Walsh goes to school in Lisselton, a mile or so up the road from Ballydonoghue, and later goes to St. Michael’s College in Listowel to prepare for the Civil Service examination. He enters the service on July 2, 1901 as an Assistant Revenue Officer in the Customs and Excise Service. He is posted to Scotland before the year is out and, although he subsequently has a number of postings outside Scotland, he spends most of his time there while in the British service.

Walsh has a life-long interest in writing and, during his early years in Scotland, this interest starts to bear fruit. He submits some of his stories and has two published in the Irish Emerald in 1908. Later that year, on August 8, 1908, Walsh marries Caroline Begg in Dufftown, Banffshire, Scotland.

When the Irish Free State is formed in 1922, Walsh transfers to its excise service and moves to Dublin.

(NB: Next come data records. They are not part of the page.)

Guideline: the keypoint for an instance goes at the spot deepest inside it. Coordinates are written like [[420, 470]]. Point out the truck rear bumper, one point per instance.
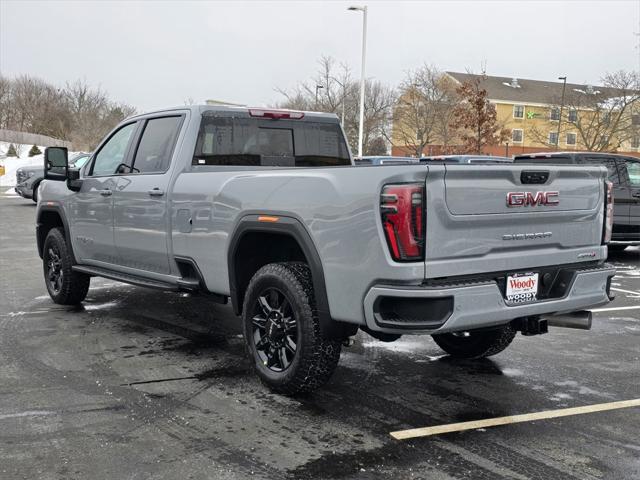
[[474, 304]]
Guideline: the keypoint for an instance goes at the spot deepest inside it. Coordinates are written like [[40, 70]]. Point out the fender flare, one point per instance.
[[65, 224], [294, 228]]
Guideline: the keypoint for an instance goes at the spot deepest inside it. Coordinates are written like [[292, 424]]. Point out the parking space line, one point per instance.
[[625, 291], [527, 417], [613, 309]]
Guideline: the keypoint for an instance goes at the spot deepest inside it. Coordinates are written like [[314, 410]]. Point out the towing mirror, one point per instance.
[[56, 163]]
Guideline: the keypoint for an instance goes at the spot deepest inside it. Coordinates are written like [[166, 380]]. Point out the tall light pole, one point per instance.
[[362, 9], [564, 85], [343, 85], [318, 88]]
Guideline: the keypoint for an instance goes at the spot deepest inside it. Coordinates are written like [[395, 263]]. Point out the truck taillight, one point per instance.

Fighting is still going on there at the time and he leaves his family in Scotland until it is safe for them to join him in 1923. The story The Key Above the Door is written during the months of separation although it is not published until some years later, appearing first in Chambers Journal as a serial between December 1925 and May 1926 and then in book form, published by W & R Chambers Ltd., in July 1926.

Sales of Walsh’s books grow steadily, especially in the wake of an unsolicited and generous letter from J. M. Barrie, the creator of Peter Pan, praising The Key Above the Door, which Chambers is subsequently able to use on dust covers of Walsh’s books.

Walsh retires from government service in 1933 but his success as a writer continues. In that same year he sells a story to The Saturday Evening Post, then a well-known weekly magazine published in the United States. That story, later to be incorporated in the collection of stories published under the title Green Rushes, is The Quiet Man.

Director John Ford reads the story in 1933 and soon purchases the rights to it for $10. Walsh is paid another $2,500 when Republic Pictures buys the idea and receives a final payment of $3,750 when the film is actually made. Filming commences on June 7, 1951 with John Wayne and Maureen O’Hara in the leading roles. All of the outdoor scenes are shot on location in County Mayo and County Galway. The inside scenes are filmed in late July at the Republic Studios in Hollywood. The Quiet Man wins the Academy Award for Best Director for John Ford, his fourth, and for Best Cinematography.

Walsh becomes President of the Irish branch of PEN International in 1938 and visits the United States for an international meeting that year as the Irish delegate. His wife Caroline is able to accompany him although she has been in failing health for some years and ultimately dies in January 1941. Walsh himself dies on February 18, 1964 in Blackrock, a suburb of Dublin, and is buried in the Esker cemetery at Lucan, County Dublin. President Éamon de Valera attended Walsh’s funeral Mass.

In 2013, The Quiet Man is selected for preservation in the United States National Film Registry by the Library of Congress as being “culturally, historically, or aesthetically significant.”